Rempel afirma que trabalhou durante 12 anos no transporte internacional entre Paraguai e Oeste de Santa Catarina. Neste período, ele permaneceu oito como empregado e quatro com caminhão próprio e só teve carteira assinada quando esteve empregado. Enquanto atuou como autônomo nunca recolheu, confiante que os manifestos de carga seriam os comprovantes adequados. Conta que seu pai conseguiu a aposentadoria especial após com 25 anos de contribuição, mas com o salário base.
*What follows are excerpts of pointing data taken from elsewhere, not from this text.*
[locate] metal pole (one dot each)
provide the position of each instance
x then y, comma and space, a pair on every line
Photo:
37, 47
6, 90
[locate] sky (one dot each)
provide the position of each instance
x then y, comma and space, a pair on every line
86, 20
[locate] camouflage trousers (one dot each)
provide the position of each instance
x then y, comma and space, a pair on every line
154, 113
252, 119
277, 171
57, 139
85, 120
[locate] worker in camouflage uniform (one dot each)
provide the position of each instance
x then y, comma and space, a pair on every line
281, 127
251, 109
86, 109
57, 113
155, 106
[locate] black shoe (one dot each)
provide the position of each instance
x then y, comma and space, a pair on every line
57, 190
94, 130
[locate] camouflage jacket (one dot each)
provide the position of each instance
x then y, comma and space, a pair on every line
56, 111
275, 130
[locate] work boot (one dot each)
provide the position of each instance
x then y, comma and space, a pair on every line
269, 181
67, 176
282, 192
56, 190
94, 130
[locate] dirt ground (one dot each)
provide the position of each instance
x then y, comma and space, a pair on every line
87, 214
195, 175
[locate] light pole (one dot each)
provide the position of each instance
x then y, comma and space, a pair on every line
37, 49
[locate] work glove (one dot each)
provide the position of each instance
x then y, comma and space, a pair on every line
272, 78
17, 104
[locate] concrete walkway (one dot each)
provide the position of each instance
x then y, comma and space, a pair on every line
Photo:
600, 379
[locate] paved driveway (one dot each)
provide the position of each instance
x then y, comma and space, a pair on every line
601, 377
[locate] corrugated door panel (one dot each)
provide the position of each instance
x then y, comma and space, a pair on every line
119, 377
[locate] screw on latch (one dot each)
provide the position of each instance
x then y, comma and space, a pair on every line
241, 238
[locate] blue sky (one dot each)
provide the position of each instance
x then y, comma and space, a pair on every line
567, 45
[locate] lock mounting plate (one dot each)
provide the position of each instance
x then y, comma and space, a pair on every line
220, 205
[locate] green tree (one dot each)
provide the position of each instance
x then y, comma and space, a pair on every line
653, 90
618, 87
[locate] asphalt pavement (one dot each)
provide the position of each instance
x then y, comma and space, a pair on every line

TRIBUTO NÃO É CONTRIBUIÇÃO

O gerente executivo do INSS (Instituto Nacional de Seguridade Social), em Canoas/RS, Alberto Carlos Freitas Alegre, 47 anos de idade e 25 de atividades, garante ter uma preocupação especial em orientar os motoristas de caminhão que não têm carteira profissional assinada. “Eles confundem o tributo por movimentação de mercadoria com a contribuição de autônomo”, acrescenta. Alegre lembra que após a publicação da Lei 9032/95, de 28 de abril de 1995, os profissionais devem fazer o Perfil Profissional Gráfico Previdenciário, que é um formulário onde especifica as quais elementos nocivos o motorista está exposto, podendo caracterizar a aposentadoria especial ou não. Em todo o caso, o autônomo deve se preocupar em fazer as contribuições mensais para a Previdência, como garantia de tempo de serviço para a aposentadoria futura ou para a assistência médico e hospitalar em caso de acidentes.